Eu égard aux conditions fixées par l'accord de Conakry notamment l‘exigence de nommer une personnalité «consensuelle», la primature bissau-guinéenne est caractérisée par un jeu de chaises musicales. Depuis l’arrivée du président Vaz, six personnes se sont succédé au poste. Selon la Constitution de ce pays, la politique de la nation est définie par le Premier ministre.
 
Quelle sera la posture de l'armée ?
 
Selon Armando Conté, les accords de Conakry comportent un article sur «la réforme des forces armées» en Guinée-Bissau. En effet, les accords de Conakry prévoient la réforme des «secteurs de la défense, de la sécurité et de la justice». 
 
 «Il y a une dissuasion de taille contre un potentiel coup d'Etat à travers notamment les sanctions internationales qui pèsent sur des leaders militaires depuis le putsch de 2012. Actuellement, sept officiers de l'armée sont en détention et attendent leur procès», a expliqué M. Conté.
 
Le 14 et 15 décembre 2017, des soldats bissau-guinéens ont été arrêtés et incarcérés dans une prison située dans une base aérienne.
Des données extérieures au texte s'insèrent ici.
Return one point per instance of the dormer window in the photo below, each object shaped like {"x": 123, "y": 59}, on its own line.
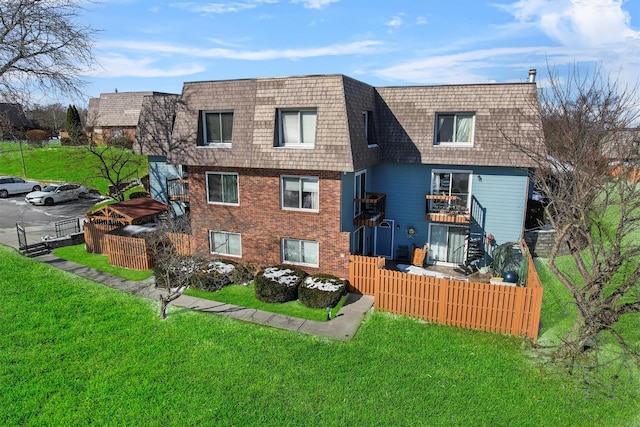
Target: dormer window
{"x": 297, "y": 128}
{"x": 454, "y": 129}
{"x": 217, "y": 128}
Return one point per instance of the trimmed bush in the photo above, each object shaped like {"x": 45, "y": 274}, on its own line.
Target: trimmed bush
{"x": 278, "y": 284}
{"x": 321, "y": 290}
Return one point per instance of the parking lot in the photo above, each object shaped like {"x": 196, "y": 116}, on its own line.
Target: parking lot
{"x": 38, "y": 221}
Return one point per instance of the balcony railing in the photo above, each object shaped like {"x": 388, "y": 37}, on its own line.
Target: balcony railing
{"x": 372, "y": 209}
{"x": 445, "y": 208}
{"x": 178, "y": 189}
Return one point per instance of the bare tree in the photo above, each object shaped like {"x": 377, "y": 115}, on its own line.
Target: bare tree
{"x": 589, "y": 174}
{"x": 174, "y": 265}
{"x": 42, "y": 48}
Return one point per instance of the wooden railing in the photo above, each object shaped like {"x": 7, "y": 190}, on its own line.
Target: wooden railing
{"x": 494, "y": 308}
{"x": 178, "y": 189}
{"x": 446, "y": 208}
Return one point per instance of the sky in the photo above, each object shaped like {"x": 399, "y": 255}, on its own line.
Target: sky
{"x": 157, "y": 45}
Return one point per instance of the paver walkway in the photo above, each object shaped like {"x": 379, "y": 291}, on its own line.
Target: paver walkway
{"x": 342, "y": 327}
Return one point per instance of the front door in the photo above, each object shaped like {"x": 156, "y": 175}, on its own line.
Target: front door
{"x": 384, "y": 239}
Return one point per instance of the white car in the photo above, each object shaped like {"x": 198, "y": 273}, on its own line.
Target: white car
{"x": 15, "y": 185}
{"x": 57, "y": 193}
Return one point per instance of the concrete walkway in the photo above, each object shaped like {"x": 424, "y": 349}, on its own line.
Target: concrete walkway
{"x": 342, "y": 327}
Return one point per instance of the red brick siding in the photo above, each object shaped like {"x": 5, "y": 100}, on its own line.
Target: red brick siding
{"x": 263, "y": 223}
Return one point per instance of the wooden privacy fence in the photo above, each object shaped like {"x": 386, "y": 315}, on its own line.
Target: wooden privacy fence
{"x": 494, "y": 308}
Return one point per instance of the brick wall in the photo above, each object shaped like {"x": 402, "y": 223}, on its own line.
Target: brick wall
{"x": 262, "y": 223}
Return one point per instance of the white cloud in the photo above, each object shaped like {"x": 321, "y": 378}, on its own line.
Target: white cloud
{"x": 315, "y": 4}
{"x": 121, "y": 66}
{"x": 395, "y": 22}
{"x": 220, "y": 8}
{"x": 359, "y": 47}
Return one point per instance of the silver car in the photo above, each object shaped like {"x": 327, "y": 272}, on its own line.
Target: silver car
{"x": 57, "y": 193}
{"x": 14, "y": 185}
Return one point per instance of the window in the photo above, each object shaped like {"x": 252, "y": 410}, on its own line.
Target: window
{"x": 297, "y": 128}
{"x": 225, "y": 243}
{"x": 300, "y": 193}
{"x": 217, "y": 128}
{"x": 369, "y": 133}
{"x": 296, "y": 251}
{"x": 359, "y": 192}
{"x": 451, "y": 183}
{"x": 222, "y": 188}
{"x": 454, "y": 129}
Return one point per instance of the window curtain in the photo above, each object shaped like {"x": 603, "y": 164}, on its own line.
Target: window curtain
{"x": 310, "y": 194}
{"x": 308, "y": 120}
{"x": 463, "y": 128}
{"x": 230, "y": 188}
{"x": 290, "y": 128}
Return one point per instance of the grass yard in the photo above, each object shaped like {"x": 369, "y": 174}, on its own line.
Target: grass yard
{"x": 73, "y": 352}
{"x": 56, "y": 163}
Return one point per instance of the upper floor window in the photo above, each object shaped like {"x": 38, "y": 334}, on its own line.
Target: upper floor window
{"x": 217, "y": 128}
{"x": 369, "y": 133}
{"x": 300, "y": 193}
{"x": 222, "y": 187}
{"x": 297, "y": 128}
{"x": 456, "y": 129}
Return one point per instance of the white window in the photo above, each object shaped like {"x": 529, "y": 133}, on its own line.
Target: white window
{"x": 367, "y": 116}
{"x": 222, "y": 187}
{"x": 217, "y": 128}
{"x": 300, "y": 193}
{"x": 304, "y": 252}
{"x": 225, "y": 243}
{"x": 454, "y": 129}
{"x": 297, "y": 128}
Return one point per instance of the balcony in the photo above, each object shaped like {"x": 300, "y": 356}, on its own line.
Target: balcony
{"x": 372, "y": 210}
{"x": 445, "y": 208}
{"x": 178, "y": 189}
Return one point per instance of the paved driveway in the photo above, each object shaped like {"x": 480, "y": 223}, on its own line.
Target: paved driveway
{"x": 38, "y": 221}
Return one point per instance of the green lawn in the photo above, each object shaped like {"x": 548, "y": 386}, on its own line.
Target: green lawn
{"x": 73, "y": 352}
{"x": 56, "y": 163}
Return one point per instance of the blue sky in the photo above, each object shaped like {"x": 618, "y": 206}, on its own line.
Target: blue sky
{"x": 158, "y": 45}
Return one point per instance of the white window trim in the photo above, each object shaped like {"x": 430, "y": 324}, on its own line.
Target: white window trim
{"x": 282, "y": 177}
{"x": 206, "y": 144}
{"x": 355, "y": 190}
{"x": 470, "y": 172}
{"x": 366, "y": 114}
{"x": 211, "y": 249}
{"x": 302, "y": 146}
{"x": 437, "y": 143}
{"x": 285, "y": 261}
{"x": 206, "y": 179}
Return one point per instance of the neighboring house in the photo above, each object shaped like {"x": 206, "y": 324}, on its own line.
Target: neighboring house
{"x": 115, "y": 115}
{"x": 307, "y": 170}
{"x": 13, "y": 122}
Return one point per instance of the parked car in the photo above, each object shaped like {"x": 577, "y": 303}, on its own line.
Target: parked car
{"x": 14, "y": 185}
{"x": 57, "y": 193}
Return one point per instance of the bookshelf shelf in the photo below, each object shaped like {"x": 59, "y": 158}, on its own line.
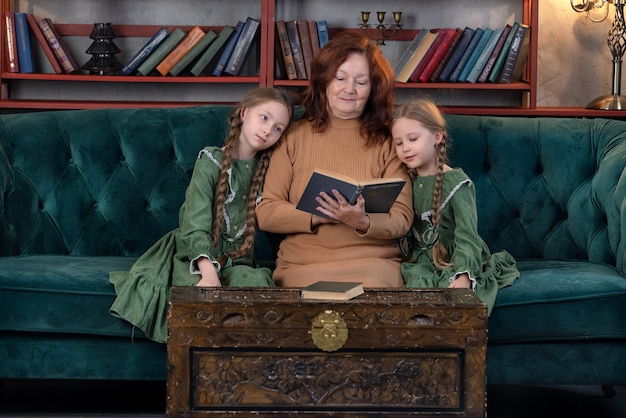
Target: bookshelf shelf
{"x": 132, "y": 78}
{"x": 527, "y": 88}
{"x": 268, "y": 11}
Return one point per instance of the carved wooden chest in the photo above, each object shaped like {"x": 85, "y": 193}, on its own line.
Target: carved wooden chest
{"x": 266, "y": 352}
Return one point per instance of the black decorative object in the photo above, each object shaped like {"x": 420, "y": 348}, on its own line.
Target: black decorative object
{"x": 103, "y": 50}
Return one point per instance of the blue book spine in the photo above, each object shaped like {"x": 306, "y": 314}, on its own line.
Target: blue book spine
{"x": 468, "y": 33}
{"x": 249, "y": 33}
{"x": 478, "y": 33}
{"x": 24, "y": 51}
{"x": 144, "y": 52}
{"x": 228, "y": 50}
{"x": 322, "y": 32}
{"x": 471, "y": 62}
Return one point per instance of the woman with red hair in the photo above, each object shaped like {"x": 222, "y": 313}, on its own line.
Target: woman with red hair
{"x": 344, "y": 130}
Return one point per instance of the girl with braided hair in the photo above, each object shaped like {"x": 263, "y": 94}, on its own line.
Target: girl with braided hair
{"x": 213, "y": 245}
{"x": 445, "y": 250}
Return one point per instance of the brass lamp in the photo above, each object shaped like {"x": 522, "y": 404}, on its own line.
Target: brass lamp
{"x": 597, "y": 11}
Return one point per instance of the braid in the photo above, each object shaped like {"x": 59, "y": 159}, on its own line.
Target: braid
{"x": 440, "y": 254}
{"x": 222, "y": 189}
{"x": 257, "y": 181}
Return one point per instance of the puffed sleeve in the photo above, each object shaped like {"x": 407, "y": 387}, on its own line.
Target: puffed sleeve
{"x": 466, "y": 251}
{"x": 196, "y": 214}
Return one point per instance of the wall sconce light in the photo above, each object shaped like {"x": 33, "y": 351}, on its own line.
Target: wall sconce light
{"x": 383, "y": 31}
{"x": 616, "y": 41}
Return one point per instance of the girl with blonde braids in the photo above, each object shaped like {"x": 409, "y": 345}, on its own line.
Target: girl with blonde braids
{"x": 446, "y": 249}
{"x": 214, "y": 241}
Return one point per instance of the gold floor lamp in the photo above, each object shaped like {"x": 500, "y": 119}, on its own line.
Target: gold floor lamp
{"x": 597, "y": 11}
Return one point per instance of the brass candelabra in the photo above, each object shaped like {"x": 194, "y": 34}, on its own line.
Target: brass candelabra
{"x": 384, "y": 32}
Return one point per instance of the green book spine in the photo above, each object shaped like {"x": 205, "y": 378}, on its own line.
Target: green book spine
{"x": 161, "y": 52}
{"x": 193, "y": 53}
{"x": 212, "y": 50}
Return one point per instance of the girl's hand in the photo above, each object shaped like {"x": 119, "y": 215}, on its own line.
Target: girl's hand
{"x": 208, "y": 272}
{"x": 209, "y": 282}
{"x": 461, "y": 282}
{"x": 338, "y": 208}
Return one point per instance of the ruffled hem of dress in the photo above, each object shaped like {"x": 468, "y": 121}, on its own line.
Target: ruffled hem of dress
{"x": 142, "y": 303}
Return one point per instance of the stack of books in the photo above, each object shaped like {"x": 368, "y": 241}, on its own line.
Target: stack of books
{"x": 297, "y": 43}
{"x": 471, "y": 55}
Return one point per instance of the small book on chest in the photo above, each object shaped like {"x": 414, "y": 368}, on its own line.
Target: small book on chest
{"x": 380, "y": 193}
{"x": 332, "y": 290}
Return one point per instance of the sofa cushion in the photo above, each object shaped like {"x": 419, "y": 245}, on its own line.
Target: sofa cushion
{"x": 60, "y": 294}
{"x": 560, "y": 301}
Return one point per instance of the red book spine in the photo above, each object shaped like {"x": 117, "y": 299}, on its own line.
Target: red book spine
{"x": 431, "y": 51}
{"x": 61, "y": 53}
{"x": 11, "y": 43}
{"x": 438, "y": 55}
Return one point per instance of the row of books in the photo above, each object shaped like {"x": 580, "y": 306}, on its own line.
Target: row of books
{"x": 473, "y": 55}
{"x": 297, "y": 43}
{"x": 19, "y": 52}
{"x": 196, "y": 52}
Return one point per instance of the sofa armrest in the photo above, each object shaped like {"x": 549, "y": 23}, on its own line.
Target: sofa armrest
{"x": 6, "y": 179}
{"x": 609, "y": 185}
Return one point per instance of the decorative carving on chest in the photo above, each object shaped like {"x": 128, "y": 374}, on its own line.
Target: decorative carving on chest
{"x": 378, "y": 380}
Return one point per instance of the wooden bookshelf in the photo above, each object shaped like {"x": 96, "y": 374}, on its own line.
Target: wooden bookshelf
{"x": 267, "y": 12}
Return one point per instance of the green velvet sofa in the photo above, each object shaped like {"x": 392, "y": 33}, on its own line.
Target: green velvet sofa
{"x": 85, "y": 192}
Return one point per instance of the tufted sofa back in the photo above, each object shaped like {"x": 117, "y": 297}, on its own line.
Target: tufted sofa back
{"x": 110, "y": 182}
{"x": 547, "y": 187}
{"x": 98, "y": 182}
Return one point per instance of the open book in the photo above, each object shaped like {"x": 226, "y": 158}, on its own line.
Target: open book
{"x": 380, "y": 194}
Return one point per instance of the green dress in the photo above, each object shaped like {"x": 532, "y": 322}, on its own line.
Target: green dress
{"x": 143, "y": 292}
{"x": 459, "y": 234}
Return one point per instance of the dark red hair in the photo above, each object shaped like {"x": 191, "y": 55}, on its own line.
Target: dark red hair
{"x": 375, "y": 116}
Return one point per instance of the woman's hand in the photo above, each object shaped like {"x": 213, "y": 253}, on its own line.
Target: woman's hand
{"x": 340, "y": 210}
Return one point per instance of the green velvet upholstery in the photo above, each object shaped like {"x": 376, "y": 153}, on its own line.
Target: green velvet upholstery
{"x": 83, "y": 193}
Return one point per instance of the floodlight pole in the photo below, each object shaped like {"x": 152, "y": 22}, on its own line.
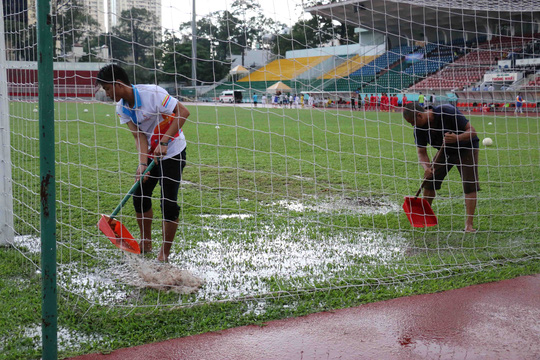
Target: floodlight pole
{"x": 194, "y": 48}
{"x": 49, "y": 310}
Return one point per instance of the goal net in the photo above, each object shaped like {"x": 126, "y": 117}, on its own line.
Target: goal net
{"x": 298, "y": 156}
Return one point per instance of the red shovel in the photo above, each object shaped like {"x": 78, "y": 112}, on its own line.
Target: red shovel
{"x": 114, "y": 230}
{"x": 418, "y": 210}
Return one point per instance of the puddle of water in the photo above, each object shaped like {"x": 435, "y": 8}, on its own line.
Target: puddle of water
{"x": 364, "y": 206}
{"x": 229, "y": 216}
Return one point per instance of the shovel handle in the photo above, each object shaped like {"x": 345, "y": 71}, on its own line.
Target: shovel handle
{"x": 435, "y": 160}
{"x": 132, "y": 190}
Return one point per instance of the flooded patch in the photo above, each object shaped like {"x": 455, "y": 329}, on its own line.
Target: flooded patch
{"x": 290, "y": 256}
{"x": 229, "y": 216}
{"x": 155, "y": 275}
{"x": 364, "y": 206}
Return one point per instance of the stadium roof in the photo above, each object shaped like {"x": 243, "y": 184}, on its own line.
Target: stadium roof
{"x": 414, "y": 18}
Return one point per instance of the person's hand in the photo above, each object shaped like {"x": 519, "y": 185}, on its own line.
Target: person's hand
{"x": 450, "y": 138}
{"x": 161, "y": 150}
{"x": 140, "y": 170}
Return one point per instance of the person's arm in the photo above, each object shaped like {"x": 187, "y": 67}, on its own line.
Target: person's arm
{"x": 466, "y": 136}
{"x": 424, "y": 160}
{"x": 141, "y": 143}
{"x": 180, "y": 115}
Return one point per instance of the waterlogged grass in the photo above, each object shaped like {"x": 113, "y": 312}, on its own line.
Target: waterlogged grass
{"x": 275, "y": 205}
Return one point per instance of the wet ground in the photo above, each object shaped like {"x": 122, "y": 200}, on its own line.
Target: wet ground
{"x": 498, "y": 320}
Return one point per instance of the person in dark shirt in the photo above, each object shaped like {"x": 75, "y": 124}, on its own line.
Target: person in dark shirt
{"x": 440, "y": 125}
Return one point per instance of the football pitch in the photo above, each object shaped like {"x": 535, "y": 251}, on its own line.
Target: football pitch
{"x": 284, "y": 212}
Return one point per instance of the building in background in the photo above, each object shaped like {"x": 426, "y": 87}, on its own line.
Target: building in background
{"x": 116, "y": 7}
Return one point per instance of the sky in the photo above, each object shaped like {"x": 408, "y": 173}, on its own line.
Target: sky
{"x": 175, "y": 12}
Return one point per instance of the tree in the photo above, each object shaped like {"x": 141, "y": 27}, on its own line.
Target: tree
{"x": 21, "y": 40}
{"x": 306, "y": 34}
{"x": 177, "y": 61}
{"x": 71, "y": 24}
{"x": 136, "y": 36}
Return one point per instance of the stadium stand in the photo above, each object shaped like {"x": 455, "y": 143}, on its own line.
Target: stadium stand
{"x": 350, "y": 66}
{"x": 283, "y": 69}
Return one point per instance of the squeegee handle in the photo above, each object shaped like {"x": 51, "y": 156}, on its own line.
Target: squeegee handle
{"x": 436, "y": 159}
{"x": 132, "y": 190}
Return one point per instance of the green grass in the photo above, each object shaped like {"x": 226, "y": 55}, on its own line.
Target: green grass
{"x": 276, "y": 204}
Ils étaient accusés de tentative d'assassinat du chef d'état-major, le général Biague Na Ntam, selon l'Agence France presse. 
 
Il s'agit entre autres des commandants Buota Na Yete , du capitaine Aribe Infonde, du lieutenant Mauricio Félix, de l'adjudant Sabo Cabral et du sergent Joaquin Cia, précise la même source.
 
«Jusqu'au moment où nous parlons l'armée n'est pas encore intervenue mais est-ce qu'elle va continuer à rester éternellement dans les casernes à regarder les politiques ?», s’interroge, l'analyste politique bissau-guinéen Bamba Koté.
 
Selon M. Koté, l'armée bissau-guinéenne qui est issue d'une guerre de libération, a toujours considéré que «les politiques n'ont pas la légitimité, en tout cas, pour détruire le pays».